Well Trump isnt really paying a cent, its Nakheel getting the exclusive rights to use the Trump name on various developments throughout the Middle East. You can clearly hear this from Donald's mouth at the video below.

Donald's talks about the Palm Trump - MSNBC

Here is a pic of the Palm Trump with its location on the Palm Jumeirah.

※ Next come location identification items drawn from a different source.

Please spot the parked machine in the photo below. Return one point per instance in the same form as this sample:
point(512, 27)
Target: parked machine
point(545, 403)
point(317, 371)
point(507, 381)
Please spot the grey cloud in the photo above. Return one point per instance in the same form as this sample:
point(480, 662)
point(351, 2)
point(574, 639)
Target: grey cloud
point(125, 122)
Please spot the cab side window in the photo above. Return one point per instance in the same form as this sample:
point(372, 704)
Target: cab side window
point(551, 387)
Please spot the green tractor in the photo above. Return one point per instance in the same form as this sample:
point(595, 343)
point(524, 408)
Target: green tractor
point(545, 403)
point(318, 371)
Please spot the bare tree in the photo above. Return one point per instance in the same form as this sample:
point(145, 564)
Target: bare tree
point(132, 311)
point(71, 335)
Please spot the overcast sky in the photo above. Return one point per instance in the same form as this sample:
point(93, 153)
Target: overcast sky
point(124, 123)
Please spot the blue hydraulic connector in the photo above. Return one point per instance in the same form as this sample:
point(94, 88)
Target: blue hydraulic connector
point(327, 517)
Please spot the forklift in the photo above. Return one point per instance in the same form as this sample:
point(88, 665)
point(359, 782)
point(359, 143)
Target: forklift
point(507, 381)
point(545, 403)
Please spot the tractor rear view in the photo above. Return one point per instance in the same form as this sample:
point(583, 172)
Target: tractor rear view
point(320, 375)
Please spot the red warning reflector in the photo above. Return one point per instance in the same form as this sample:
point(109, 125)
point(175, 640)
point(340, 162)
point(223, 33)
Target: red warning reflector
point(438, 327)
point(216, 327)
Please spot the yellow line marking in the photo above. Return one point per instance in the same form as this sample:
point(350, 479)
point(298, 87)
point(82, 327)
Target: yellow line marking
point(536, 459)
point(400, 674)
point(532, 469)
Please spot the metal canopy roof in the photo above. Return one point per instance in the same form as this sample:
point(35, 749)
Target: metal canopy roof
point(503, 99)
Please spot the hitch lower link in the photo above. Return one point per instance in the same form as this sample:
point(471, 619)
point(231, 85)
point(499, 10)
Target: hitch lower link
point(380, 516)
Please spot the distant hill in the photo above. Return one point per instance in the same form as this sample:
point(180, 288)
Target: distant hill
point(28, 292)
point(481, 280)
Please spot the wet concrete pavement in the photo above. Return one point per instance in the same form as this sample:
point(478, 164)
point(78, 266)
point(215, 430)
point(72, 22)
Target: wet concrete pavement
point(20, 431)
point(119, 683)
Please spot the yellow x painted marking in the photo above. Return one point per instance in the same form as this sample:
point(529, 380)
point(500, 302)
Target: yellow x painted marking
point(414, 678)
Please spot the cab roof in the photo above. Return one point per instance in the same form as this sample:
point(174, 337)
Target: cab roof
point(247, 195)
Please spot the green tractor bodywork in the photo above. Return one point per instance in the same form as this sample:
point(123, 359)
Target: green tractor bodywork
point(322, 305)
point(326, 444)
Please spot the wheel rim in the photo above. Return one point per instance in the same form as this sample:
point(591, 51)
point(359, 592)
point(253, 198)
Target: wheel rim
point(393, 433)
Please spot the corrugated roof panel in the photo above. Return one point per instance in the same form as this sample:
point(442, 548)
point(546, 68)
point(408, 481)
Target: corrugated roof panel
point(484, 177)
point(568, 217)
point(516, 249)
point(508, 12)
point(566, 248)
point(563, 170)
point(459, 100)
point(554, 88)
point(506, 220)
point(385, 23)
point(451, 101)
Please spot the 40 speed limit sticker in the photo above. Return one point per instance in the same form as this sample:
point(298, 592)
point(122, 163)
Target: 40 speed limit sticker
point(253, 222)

More on the Palm Trump International Hotel and Tower...


----------



## Dubai-Lover (Jul 4, 2004)

:rofl:

this one says 50 floors and 360m :eek2:

:nono: i consider this as a joke and misinformation!


----------



## dubaiflo (Jan 3, 2005)

i think they take their information from our forums honestly.
like our updates :rofl:

anyway i talked to my uncle from america he is a businessman, acutally he was he is not any longer and so he is quite interested in all this stuff and according to him this step made dubai very famous among american managers etc.


----------



## Dubai-Lover (Jul 4, 2004)

this might be a 50/50 joint-venture
he's not required to invest, but he might do it anyway

also, he's planning 25 to 30 towers
donald you're the lord


----------



## go mid east (Sep 19, 2005)

What's next?

Dubai Casino Village?

The first gambling in the Gulf.

:badnews:


----------



## dubaiflo (Jan 3, 2005)

why do you think so?
what's so special abt this.


----------



## Faz90 (Aug 24, 2005)

go mid east said:


> What's next?
> 
> Dubai Casino Village?
> 
> ...


I would be devestated if there is any gambling there. Las Vegas is trashed with casinos, and Dubai should never think about getting started with this garbage, though I don't think it will.


----------



## go mid east (Sep 19, 2005)

i've heard/read rumors about building casinos on palm island because palm isn't officially on uae land (off-land on the water)


----------



## Dubai-Lover (Jul 4, 2004)

god forbid!
well, it's rumours

the last thing i want to see on the palm is some stupid casino
many arabs will also have something against it

dubai is very creative and innovative with new projects, but why open up a casino??

hopefully this is just hot air


----------



## dubaiflo (Jan 3, 2005)

go mid east said:


> i've heard/read rumors about building casinos on palm island because palm isn't officially on uae land (off-land on the water)



i heard that too but i think it was just some joke in an interview or sth.
anyway i doubt they will do that.


----------



## AltinD (Jul 15, 2004)

There are Casino rumours running around since late '90 when Burj Al Arab was being build. 

Nothing new


----------